La nécessité de penser à moyen et long termes les politiques, plutôt que d'agir dans l'immédiateté, a été résolument affirmée. Certains pays le font mieux que le nôtre : les pays émergents - la Chine par exemple, qu'a évoquée le président Raffarin - mais aussi, au sein de l'OCDE, la Finlande, les Etats-Unis, le Danemark ou la Suède.
La ligne de partage entre la prospective et la prévision a été clairement définie : outre la différence tenant à l'horizon temporel de référence, la prospective repose sur le postulat que le futur n'est pas écrit d'avance mais qu'il doit être construit par tous ses acteurs, dans le cadre des avenirs possibles.
Le futur ne doit pas se penser qu'au niveau national, il relève aussi du niveau des territoires, des départements, des métropoles, des communautés d'agglomération qui semblent actuellement plus résolus à s'engager dans cette démarche.
La planification stratégique à réinventer suppose de laisser davantage de place à la concertation et au dialogue social : les travaux menés dans le domaine économique montrent que performance économique et performance sociale marchent ensemble et favorisent la confiance des citoyens envers l'Etat.
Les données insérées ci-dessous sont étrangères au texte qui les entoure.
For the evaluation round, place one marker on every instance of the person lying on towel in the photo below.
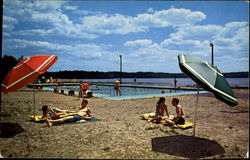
(180, 118)
(54, 112)
(161, 109)
(83, 113)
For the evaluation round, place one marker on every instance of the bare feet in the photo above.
(49, 124)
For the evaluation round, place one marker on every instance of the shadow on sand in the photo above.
(186, 146)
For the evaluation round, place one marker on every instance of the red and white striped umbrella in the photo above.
(26, 71)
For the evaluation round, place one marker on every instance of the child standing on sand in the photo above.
(161, 108)
(54, 112)
(180, 118)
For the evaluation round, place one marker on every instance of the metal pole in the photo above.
(212, 45)
(1, 67)
(120, 69)
(34, 95)
(196, 107)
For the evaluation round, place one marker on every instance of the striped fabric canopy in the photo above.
(26, 71)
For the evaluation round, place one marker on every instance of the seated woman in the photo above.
(161, 108)
(54, 112)
(83, 113)
(180, 114)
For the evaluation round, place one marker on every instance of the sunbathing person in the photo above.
(54, 112)
(180, 118)
(83, 113)
(161, 108)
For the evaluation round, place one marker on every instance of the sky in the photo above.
(90, 35)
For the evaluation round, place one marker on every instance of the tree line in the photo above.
(8, 62)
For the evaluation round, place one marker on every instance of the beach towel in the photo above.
(93, 119)
(39, 119)
(149, 117)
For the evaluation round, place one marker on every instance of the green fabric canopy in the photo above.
(208, 77)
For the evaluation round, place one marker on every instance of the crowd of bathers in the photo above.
(55, 115)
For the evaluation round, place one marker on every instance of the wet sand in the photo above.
(222, 131)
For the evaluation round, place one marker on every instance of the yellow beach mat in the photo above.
(40, 119)
(185, 126)
(149, 116)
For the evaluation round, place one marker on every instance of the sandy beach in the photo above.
(222, 131)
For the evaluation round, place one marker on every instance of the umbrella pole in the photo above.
(196, 107)
(34, 97)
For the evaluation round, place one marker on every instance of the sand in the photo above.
(222, 131)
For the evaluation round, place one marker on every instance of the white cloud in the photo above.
(9, 22)
(120, 24)
(71, 8)
(140, 43)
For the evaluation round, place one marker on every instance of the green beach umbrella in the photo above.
(208, 77)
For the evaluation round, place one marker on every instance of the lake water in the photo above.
(241, 82)
(134, 93)
(108, 92)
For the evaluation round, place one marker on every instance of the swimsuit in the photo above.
(77, 117)
(54, 109)
(181, 121)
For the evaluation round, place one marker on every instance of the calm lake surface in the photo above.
(240, 82)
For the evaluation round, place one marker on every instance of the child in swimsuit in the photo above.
(83, 113)
(54, 112)
(161, 108)
(180, 118)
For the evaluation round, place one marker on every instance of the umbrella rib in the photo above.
(44, 63)
(27, 74)
(184, 63)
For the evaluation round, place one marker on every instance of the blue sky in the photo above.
(90, 35)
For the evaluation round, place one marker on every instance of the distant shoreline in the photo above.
(115, 74)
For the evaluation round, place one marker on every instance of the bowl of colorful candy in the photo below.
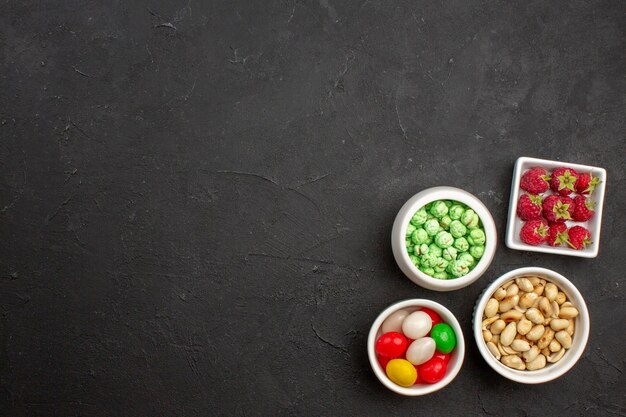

Ceci étant, le rapport de Yannick Moreau préconise de ne pas dédier le futur commissariat au dialogue social : celui-ci aurait plutôt pour vocation de produire un travail concerté, pour une réflexion située en amont du dialogue social, lequel serait à conduire ensuite entre les partenaires sociaux ou entre ceux-ci et l'Etat.
La culture de l'évaluation des politiques publiques reste faible dans notre pays alors qu'elle conditionne une gouvernance transparente et équitable. Sur ce point, certains, et notamment Michel Rocard, très partisan de l'évaluation qu'il avait lui-même promue en son temps, ont mis en garde contre le risque de confier au futur commissariat cette mission d'évaluation qui pourrait faire peser sur lui de trop lourdes responsabilités.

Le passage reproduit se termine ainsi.